Angered by the red tape of the public courts, people entering into contractual agreements in the United States began searching for ways to by-pass the courts and resolve any disputes between them more quickly and more cheaply. Before long, specialist dispute-resolution services arose to service this need. About 60,000 cases a year in the US are now handled through alternative dispute resolution – ADR – including industrial, commercial, environmental, and even international disagreements.
Most private ADR services follow a fairly simple procedure. First, the parties contact each other and agree to work through ADR rather than the courts to resolve their disagreement. Together with the ADR service they choose the kind of process they want, an objective neutral intermediary, and a timetable. They sign a confidentiality agreement to ensure that the maximum amount of information is divulged to the mediator, and agree to share costs and accept the outcome.
The existence of quicker and lower-cost ADR options has caused the public courts in the US to adopt some of the same approaches. Thus courts may mandate the use of out-of-court arbitration before agreeing to schedule a trial date; or they may set up a mock jury to hear the arguments informally, in a non-binding and private forum, in the hope of reaching a decision without the need for a trial.
Using ADR does not preclude the losing parties from going to the public courts if they still feel that they have not reached a just settlement, though it may colour the opinion of the courts. In some jurisdictions, ADR is treated as the first, lower court, so that any continuing dispute about the decision can be taken straight to the appeal courts – reducing duplication and cost all round.

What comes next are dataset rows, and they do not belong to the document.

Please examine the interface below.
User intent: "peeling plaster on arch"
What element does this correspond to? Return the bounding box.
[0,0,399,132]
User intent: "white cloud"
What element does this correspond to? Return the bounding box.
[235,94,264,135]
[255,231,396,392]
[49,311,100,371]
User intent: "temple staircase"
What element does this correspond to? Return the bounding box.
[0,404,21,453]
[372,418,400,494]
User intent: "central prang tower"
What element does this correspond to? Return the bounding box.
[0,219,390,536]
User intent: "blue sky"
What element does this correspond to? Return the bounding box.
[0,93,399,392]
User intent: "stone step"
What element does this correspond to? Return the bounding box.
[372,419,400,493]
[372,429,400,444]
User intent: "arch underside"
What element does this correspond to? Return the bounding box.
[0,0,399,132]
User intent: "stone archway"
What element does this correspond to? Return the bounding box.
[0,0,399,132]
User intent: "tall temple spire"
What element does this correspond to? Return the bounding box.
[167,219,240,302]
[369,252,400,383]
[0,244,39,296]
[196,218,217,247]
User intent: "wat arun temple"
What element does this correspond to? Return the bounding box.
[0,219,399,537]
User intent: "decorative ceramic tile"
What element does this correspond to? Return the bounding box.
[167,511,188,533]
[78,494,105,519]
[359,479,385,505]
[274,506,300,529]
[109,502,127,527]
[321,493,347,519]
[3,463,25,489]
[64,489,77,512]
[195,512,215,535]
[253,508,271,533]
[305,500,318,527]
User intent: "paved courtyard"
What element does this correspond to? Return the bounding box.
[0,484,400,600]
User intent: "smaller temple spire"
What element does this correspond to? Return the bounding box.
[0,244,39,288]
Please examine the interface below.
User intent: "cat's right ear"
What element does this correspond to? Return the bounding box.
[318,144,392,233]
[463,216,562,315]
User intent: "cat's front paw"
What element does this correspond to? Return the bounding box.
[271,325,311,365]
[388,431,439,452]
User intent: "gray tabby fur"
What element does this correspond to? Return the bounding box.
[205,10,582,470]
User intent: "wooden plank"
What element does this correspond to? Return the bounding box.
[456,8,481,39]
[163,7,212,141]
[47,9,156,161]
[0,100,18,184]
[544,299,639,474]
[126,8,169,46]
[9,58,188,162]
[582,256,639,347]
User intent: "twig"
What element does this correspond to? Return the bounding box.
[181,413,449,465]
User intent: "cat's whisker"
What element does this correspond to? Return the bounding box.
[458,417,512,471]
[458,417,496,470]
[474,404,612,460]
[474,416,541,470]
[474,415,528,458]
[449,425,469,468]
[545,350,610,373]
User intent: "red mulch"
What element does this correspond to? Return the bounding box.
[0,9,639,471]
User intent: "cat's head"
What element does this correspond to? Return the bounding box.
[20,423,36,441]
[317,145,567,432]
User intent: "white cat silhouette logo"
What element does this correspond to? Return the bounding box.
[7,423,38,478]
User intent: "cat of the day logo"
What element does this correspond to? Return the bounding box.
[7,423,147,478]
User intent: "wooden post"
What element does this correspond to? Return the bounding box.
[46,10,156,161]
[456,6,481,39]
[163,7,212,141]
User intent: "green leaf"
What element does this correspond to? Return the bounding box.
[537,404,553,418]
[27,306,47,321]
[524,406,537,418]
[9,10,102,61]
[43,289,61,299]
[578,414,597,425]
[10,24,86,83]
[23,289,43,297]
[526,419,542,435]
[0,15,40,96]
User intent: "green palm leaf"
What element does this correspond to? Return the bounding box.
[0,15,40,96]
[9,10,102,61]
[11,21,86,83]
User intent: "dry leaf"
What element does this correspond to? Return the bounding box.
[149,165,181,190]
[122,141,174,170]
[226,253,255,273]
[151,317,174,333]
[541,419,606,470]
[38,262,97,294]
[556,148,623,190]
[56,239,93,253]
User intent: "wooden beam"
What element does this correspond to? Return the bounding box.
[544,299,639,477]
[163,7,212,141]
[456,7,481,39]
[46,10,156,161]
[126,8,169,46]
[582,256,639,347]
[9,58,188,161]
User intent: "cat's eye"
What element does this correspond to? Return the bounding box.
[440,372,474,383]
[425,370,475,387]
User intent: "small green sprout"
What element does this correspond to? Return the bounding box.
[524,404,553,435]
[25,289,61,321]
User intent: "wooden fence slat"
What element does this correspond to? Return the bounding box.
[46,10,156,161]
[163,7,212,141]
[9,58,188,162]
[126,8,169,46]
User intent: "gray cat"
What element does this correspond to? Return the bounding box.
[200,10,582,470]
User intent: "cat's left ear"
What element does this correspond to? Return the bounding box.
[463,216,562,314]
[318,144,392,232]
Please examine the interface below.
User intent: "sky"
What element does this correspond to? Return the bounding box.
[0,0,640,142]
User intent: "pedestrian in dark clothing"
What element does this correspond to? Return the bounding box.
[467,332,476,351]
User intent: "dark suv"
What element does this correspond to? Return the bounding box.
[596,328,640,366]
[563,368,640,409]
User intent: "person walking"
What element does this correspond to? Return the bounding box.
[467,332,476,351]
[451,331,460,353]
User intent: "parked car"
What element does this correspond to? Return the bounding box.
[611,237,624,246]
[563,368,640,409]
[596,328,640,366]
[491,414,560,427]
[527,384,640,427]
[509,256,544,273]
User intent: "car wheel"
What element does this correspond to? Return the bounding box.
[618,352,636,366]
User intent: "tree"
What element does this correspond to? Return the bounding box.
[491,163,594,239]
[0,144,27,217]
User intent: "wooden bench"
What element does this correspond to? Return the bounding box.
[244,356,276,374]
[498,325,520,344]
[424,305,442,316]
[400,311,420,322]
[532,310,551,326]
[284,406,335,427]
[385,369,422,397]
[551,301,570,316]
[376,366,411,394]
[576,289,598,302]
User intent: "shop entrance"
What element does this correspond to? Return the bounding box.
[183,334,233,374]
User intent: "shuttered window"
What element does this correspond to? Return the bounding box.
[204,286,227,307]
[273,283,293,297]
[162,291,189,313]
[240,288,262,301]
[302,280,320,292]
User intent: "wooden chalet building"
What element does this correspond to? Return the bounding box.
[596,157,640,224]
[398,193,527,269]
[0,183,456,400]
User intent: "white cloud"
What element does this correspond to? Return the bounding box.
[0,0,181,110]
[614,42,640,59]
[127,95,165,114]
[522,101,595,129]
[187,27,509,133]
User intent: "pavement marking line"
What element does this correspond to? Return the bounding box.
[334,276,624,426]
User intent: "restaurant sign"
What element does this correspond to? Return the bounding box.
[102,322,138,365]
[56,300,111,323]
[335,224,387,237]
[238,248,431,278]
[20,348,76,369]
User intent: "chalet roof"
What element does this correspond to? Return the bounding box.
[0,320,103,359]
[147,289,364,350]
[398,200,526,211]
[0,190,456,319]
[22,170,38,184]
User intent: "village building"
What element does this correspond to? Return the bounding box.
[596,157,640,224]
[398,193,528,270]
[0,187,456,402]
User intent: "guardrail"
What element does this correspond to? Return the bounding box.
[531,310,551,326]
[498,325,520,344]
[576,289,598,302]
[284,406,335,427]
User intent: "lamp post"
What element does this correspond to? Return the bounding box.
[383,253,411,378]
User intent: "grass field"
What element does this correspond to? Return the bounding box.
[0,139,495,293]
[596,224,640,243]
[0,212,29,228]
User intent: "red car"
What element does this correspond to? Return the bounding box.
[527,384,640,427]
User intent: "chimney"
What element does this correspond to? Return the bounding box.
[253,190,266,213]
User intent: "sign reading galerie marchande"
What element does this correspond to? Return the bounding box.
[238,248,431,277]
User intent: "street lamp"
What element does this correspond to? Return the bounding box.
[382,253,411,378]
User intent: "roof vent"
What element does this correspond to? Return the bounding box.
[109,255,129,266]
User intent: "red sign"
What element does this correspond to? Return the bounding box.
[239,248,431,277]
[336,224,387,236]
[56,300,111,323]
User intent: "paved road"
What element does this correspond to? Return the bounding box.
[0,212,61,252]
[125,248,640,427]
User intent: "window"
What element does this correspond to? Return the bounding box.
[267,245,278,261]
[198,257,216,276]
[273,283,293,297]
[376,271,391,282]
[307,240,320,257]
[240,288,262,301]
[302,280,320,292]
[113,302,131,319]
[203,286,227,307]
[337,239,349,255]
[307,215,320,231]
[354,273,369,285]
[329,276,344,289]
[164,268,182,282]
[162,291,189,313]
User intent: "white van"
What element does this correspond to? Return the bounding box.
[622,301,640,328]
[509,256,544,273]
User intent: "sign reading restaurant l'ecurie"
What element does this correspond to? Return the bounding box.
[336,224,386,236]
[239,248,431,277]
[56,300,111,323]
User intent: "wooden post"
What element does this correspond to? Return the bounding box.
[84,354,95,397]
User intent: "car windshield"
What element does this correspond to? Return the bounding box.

Also in the UK, the recent Woolf report on the legal profession proposed that British lawyers should point out to clients where ADR might serve them better than the courts, and judges now have power to stay court proceedings where ADR is in progress. Meanwhile, government departments are testing or encouraging ADR for procurement, planning, employment, and other disputes. The UK’s Housing Ombudsman, for example, uses the Centre for Dispute Resolution as an independent mediation service.
The benefits of ADR to people in a dispute are clear. Because they can decide their own rules of evidence, and because they can scrap the need for juries and for serried ranks of lawyers, the whole thing is very much cheaper – and less stressful.